English is a complicated language and there are countless ways to make mistakes. Everyone makes mistakes, even professional writers. The problem is that simple errors can have big consequences. Something as silly as mixing up there and their can lower grades in an essay, drop a manuscript to the bottom of the pile, or even send a resume to the garbage.
The good news is that most of these common errors can be fixed with just a bit of extra thought. Nobody wants to miss out on better opportunities because of little mistakes. Here are just a few simple, but all too common, errors.
Your vs. You’re
A very common mistake, with a very easy solution. Just ask, Can I replace this with ‘you are?’
Your is possessive, while you’re is a contraction of you are.
Correct: Is that your book? The book belongs to someone. A person wouldn’t ask Is that you are book? Therefore, the correct spelling must be your.
Incorrect: Your here! That implies that ‘here’ belongs to the person being addressed. One can also say You are here! That phrase can be shortened to You’re here. In this case, you’re is the correct word.
Other examples: Now that you’re here, I can give you your book.
Their, They’re, and There
Two of these words present the same problem, and the same solution, as you’re and your. This error can often be made even by a professional essay help writer. Their is possessive and they’re is a contraction of they are. The same examples apply.
Correct: Is that their book? Once again, the book belongs to someone. You wouldn’t ask, is that they are book? So the correct spelling is their.
Incorrect: Their here! If you can say They are here! Then the correct spelling would be they’re.
To use both: Now that they’re here, I can give them their book.
Things get a little more complicated when a third word is added to the mix: there. There is a place.
Correct: Who does the book over there belong to? The book is in a location and that location is expressed by using there.
Incorrect: Is that there book? There here! The book’s location isn’t being asked. The question is about the owners of the book, not the location. The second is a statement about who is arriving. Saying there here is listing two locations.
All three used correctly: There they are! Now that they’re here, I can give them their book, which is over there.
To, Too, and Two
Three tiny, simple words, with very different meanings. You can give something to someone. While too is another way of writing as well. Two is the spelling of the number 2.
Correct: Will you give the book to her? The object, the book, is being given to a person.
Correct: Give her this book too. There is a second book being given. If you can say give her this as well, then you should use too.
Correct: Give her these two books. There are two (2) books to give to her. Two is always the spelling of the number.
Incorrect: Give this two her and give her this to.
All three used correctly: Will you give these two books to her too? What does that mean? Will you give these 2 books to her as well.
Then and Than
The only difference is one letter, but the meanings are very different. Than can be used to compare things, while then defines time.

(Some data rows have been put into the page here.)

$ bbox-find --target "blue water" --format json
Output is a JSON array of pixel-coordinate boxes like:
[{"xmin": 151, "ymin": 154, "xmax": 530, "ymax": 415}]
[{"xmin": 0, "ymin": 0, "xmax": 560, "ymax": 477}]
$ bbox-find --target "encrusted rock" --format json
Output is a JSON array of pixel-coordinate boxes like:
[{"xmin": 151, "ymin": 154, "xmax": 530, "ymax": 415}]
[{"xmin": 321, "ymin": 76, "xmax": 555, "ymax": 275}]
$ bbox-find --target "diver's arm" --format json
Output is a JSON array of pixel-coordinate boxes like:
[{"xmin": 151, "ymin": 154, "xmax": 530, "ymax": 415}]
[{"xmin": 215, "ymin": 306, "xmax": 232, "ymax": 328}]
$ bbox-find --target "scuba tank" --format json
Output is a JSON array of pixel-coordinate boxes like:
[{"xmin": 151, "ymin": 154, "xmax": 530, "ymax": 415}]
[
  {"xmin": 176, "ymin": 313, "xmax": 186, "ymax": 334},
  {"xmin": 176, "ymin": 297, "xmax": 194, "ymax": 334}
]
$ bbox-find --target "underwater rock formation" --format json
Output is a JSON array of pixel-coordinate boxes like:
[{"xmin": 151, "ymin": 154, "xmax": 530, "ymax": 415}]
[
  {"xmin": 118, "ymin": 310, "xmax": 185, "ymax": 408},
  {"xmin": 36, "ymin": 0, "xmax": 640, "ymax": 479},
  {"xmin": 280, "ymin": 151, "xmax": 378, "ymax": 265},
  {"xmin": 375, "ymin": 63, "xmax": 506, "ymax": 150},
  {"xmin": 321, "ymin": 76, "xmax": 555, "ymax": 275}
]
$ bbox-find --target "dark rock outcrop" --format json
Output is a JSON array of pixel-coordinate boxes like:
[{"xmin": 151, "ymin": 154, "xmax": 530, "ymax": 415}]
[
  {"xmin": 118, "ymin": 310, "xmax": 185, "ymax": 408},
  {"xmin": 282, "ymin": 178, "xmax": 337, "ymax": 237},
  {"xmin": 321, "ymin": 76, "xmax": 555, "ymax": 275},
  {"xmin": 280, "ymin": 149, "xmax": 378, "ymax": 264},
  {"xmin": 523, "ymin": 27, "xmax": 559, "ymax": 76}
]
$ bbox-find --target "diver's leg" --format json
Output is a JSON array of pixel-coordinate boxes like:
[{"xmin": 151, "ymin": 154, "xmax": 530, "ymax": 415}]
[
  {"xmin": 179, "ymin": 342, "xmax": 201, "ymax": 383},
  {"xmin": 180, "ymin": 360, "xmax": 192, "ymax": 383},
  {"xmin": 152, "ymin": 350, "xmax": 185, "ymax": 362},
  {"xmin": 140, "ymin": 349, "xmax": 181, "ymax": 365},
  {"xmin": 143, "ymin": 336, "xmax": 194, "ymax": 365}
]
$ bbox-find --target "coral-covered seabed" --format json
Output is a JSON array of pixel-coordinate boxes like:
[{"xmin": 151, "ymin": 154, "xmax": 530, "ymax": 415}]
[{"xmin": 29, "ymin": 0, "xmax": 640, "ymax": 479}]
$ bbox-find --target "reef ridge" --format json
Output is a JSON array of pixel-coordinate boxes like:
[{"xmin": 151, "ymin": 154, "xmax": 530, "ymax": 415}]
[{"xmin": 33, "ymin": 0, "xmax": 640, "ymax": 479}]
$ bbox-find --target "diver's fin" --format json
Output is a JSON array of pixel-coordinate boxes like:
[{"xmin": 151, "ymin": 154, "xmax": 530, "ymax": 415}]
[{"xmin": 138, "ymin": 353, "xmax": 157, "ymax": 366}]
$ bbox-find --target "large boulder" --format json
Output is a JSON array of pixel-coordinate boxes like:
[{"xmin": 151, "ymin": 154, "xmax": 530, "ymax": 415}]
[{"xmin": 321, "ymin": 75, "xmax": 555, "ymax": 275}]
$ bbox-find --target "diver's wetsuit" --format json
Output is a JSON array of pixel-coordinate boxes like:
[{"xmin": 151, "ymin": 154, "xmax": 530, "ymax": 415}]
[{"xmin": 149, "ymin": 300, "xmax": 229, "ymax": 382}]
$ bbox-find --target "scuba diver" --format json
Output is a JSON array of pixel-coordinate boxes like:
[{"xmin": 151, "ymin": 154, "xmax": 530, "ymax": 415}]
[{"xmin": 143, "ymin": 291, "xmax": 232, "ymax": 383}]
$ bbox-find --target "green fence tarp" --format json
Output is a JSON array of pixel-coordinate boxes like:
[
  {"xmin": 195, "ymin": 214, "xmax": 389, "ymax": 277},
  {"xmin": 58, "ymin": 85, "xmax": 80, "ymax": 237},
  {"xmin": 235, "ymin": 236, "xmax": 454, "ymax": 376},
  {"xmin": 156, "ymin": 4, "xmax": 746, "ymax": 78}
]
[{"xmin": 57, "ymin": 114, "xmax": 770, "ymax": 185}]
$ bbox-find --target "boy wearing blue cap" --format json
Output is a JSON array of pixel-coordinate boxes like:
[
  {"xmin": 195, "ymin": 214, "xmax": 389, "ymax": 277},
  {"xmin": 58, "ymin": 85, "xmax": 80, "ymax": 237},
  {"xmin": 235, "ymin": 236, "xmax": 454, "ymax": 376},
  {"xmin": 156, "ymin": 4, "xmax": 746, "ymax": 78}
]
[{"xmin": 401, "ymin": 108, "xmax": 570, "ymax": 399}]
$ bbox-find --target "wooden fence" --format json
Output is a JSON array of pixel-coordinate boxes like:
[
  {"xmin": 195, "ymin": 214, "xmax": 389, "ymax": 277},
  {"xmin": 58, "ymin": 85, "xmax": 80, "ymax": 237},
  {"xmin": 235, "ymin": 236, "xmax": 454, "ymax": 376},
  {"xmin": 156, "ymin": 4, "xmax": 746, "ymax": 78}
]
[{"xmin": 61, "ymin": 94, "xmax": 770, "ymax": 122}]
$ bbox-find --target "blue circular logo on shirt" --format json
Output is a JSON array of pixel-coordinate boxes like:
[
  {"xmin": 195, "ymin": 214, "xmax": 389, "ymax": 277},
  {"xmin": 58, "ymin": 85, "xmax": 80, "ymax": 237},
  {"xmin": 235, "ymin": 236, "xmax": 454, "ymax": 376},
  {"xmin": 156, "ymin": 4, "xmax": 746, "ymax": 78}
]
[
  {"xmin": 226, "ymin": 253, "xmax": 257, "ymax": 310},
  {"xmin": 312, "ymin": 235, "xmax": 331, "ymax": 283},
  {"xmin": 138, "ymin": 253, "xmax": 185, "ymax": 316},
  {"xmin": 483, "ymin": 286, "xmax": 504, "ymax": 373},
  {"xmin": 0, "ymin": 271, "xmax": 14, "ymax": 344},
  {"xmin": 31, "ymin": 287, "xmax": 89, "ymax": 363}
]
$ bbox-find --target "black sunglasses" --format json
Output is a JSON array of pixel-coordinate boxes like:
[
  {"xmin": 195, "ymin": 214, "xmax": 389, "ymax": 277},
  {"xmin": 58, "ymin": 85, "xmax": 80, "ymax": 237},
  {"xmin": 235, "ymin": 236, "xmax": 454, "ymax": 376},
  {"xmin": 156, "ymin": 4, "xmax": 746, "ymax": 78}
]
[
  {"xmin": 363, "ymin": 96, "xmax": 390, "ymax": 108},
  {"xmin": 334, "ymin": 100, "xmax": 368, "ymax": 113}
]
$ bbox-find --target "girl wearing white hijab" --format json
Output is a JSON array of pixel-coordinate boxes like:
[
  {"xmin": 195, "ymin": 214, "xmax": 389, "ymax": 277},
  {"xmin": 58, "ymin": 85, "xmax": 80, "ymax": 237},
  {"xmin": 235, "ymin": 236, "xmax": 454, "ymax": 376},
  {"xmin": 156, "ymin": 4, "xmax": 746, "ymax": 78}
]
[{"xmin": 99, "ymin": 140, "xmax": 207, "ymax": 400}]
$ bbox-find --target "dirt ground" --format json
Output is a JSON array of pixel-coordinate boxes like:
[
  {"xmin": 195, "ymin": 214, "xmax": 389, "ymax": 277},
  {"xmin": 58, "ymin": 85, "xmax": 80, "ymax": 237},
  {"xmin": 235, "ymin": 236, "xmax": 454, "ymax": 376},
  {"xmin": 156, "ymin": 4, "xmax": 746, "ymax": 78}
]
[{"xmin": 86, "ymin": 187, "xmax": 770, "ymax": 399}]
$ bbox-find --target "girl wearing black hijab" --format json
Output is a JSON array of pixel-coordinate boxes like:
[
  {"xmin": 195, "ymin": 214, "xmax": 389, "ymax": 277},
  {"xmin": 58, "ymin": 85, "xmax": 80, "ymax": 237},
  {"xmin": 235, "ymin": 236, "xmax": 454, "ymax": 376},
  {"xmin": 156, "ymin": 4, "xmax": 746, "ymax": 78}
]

Correct: I went to the bookstore, then I went home. This sentence is describing the time that something took place. Then is used to explain that going home took place after going to the bookstore.
Incorrect: I would rather go to the bookstore then the grocery store. The sentence actually means, I would rather go to the bookstore first and then go to the grocery store. If the person is trying to explain that they like the bookstore more than the grocery store, then they should say than. Whew!
Another example: I would rather go to the bookstore than the grocery store, and then go home.
Bear and Bare
You might say, that’s easy! A bear is a big fuzzy animal and bare means naked! But do you bear or bare arms? Do you bare with someone or bear with them? The easiest way to remember this one is, are we getting naked?
Correct: Please, bear with me. In this case, bear is not the animal, but a verb. If you were to say bare with me, you would be saying naked with me. That’s probably not the right question.
Incorrect: The second amendment is the right to bare arms. The right to bare arms would be the right to wear short sleeves. The only usage of bare is when something is lacking something.
Correct: I know the walls are bare, but bear with me until I can paint them.
Should’ve, Could’ve, Would’ve, and Should of, Could of, and Would of
The last words that are often used incorrectly are different from all of the previous ones. In the previous cases the words were homophones – words that sound the same but have different meanings. In this case, three of our six words do not exist.
Should’ve is a contraction of should have. Just as could’ve is could have and would’ve is would have. When spoken out loud these words can sound like the word of is attached. This is not the case. These three words are contractions and should always be followed be ‘ve.
Correct: I should’ve done my homework sooner. I could’ve done it when I got home, then I would’ve finished it already. One can also say, I should have done my homework sooner. I could have done it when I got home, then I would have finished it already. None of these can be followed by of.
Incorrect: I should of done it. I could of done it when I got home, I would of finished it already. With some dialects this sounds identical to the previous example when spoken. The problem is that when written, we see that it is grammatically incorrect. The word of is being used to replace have, which is just not correct.
The Importance of Proper Grammar and Spelling
Even though these seem like simple mistakes, they can negatively impact how a writer’s work is received. Some writers may even lose readers and popularity if their work is too riddled by little errors.